Load balancing and HTTPS strategies
I am faced with the following problem: Servers get saturated since current load balancing strategy is based on client IP. Some corporate clients access our servers from behind large proxies so all clients appear with same IP to our load balancer. I think we are using some hardware load balancing device (can investigate further if necessary). We need to maintain session affinity (site is constructed in ASP), so all requests with same IP get routed to the same node.
Since all the communication goes over the HTTPS, no request data (like session Id) is available to balancer as a client discriminator. Is there a way to use some other data besides the IP to distinguish between clients and route the clients even when coming from same IP to different nodes?

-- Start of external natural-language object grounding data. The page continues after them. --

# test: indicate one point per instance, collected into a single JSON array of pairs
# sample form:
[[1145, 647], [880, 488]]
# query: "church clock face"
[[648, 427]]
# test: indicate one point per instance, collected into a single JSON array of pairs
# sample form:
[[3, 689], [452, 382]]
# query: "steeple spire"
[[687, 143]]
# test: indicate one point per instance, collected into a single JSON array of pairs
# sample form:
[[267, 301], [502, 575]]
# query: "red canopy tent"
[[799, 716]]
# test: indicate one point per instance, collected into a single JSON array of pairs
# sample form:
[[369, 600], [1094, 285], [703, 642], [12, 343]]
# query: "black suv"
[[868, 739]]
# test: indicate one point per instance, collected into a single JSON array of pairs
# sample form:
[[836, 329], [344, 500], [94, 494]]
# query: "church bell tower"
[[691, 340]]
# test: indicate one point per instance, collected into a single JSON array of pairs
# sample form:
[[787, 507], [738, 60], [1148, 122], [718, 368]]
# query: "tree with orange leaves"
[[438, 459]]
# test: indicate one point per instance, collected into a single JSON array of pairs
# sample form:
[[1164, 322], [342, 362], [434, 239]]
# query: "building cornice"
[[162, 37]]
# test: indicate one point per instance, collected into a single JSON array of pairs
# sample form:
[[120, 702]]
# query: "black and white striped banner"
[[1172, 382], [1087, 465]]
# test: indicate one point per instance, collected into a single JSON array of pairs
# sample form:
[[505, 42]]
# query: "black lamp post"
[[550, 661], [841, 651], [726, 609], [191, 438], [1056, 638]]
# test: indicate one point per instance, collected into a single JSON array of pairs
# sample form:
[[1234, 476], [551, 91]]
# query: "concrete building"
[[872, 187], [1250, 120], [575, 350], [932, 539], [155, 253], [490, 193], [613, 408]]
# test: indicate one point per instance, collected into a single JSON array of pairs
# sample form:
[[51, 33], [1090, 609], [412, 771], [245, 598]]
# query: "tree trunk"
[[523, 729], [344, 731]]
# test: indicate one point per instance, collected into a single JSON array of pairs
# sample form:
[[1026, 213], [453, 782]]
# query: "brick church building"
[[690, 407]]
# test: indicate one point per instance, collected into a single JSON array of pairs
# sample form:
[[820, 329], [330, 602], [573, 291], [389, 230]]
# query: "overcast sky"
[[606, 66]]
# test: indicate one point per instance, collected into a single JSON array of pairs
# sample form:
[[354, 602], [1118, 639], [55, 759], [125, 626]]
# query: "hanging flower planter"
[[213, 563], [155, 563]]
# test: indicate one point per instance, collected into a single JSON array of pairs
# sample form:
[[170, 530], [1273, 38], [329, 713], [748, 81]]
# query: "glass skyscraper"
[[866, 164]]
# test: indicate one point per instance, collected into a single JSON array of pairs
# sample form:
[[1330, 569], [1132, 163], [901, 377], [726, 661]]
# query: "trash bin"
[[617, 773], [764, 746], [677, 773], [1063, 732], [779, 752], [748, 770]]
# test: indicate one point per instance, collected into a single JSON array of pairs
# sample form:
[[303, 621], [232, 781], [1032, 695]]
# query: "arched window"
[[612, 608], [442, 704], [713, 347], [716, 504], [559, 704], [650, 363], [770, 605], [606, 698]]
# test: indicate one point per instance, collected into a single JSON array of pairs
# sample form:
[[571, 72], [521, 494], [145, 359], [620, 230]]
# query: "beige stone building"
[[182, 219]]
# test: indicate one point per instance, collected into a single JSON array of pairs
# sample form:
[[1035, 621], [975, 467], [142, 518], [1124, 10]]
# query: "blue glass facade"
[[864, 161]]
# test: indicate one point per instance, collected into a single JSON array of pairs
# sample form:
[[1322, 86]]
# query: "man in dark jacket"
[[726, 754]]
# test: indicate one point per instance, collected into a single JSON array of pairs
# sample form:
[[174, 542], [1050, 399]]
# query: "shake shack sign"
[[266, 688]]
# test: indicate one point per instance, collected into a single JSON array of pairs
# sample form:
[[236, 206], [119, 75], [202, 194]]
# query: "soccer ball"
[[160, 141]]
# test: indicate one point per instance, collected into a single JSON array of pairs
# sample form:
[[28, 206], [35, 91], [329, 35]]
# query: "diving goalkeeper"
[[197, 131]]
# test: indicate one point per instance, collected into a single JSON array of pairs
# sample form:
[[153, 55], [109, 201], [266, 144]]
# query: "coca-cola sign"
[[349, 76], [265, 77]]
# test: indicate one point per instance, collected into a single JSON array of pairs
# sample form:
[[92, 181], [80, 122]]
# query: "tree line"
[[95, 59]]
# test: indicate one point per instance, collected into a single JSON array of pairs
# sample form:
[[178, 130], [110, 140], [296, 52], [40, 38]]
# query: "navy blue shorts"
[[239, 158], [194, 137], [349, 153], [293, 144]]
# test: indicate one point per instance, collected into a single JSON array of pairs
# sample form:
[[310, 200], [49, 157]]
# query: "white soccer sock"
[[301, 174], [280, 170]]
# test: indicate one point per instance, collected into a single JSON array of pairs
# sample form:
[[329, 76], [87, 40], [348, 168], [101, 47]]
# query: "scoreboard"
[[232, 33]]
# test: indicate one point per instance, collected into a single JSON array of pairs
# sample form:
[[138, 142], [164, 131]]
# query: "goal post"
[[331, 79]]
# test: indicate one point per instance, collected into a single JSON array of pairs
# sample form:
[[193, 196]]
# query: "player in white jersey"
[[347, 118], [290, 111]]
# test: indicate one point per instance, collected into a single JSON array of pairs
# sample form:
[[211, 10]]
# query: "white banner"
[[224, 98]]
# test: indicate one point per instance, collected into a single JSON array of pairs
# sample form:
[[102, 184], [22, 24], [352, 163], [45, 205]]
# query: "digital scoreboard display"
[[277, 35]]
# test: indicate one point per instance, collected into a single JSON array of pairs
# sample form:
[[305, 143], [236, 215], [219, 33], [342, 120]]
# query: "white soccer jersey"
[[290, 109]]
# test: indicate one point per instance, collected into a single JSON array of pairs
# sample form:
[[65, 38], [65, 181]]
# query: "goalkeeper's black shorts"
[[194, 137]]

Note: I need to maintain the traffic between the balancer and nodes safe (encrypted).
Solution 1:
The easiest way of doing this if you currently have a load balancer in place is to decrypt the data on the load balancer and look at a cookie. At that point you can either send the request to the backend server un-ecnrypted or you can re-encrypt it and send it on.
Most setups I know of consider the network connection between the load balancer and the backend server secure and don't bother to re-encrypt the traffic for multiple reasons. One reason is that hardware based load balancers also act as SSL accelerators and this is another reason the HTTPS traffic ends at their door. Another is that it allows the traffic to be inspected for attacks.
Solution 2:
There are three common ways of doing this:
First you can change your load balancer forwarding logic (either keep track of the number of connections to each host & try to distribute load evenly, do a simple round-robin, etc.). Either of the options I mention eliminate the deterministic nature of your current setup (clients from IP X no longer go to server Y), which also eliminates (or reduces) your problem.
Note that you want to implement "sticky sessions" or their equivalent so that once a client is randomly assigned to a back-end server they keep going to the same one as long as their connection is active.
Second you can decrypt the information, read some server identifier from it and then pass it off (either re-encrypting it or passing it in the clear over your back-end network). Note that this isn't really practical at large scale unless your load-balancing hardware is SSL-accelerated (e.g. a Cisco content switch with SSL modules) since the device you're funneling all the traffic through has to do ALL the SSL work.
Per note in the original question, #2 is probably not an option since the traffic needs to be kept encrypted end-to-end (sounds like decrypting on the load balancer would be a policy violation?)
The third method I don't recommend: Setting up split-horizon or round-robin DNS for your target server (either directly pointing to a back-end server or pointing to separate IPs on the load balancer which are statically tied to a back-end, have different balancing pools, etc.) -- This is pretty common in smaller operations as "ghetto load balancing", but in your situation (where you already have a load-balancing equipment) it adds needless complexity compared to the other solutions.
Solution 3:
The only way to do what you want is to terminate SSL on or before your load balancer and then load-balance based on session ID. Open-source solutions for doing both steps in one piece of software would be nginx, haproxy, varnish, any many others.
Some hardware load balancers used to balance based upon SSL session ID, but browsers now re-negotiate SSL sessions, so this no longer works reliably.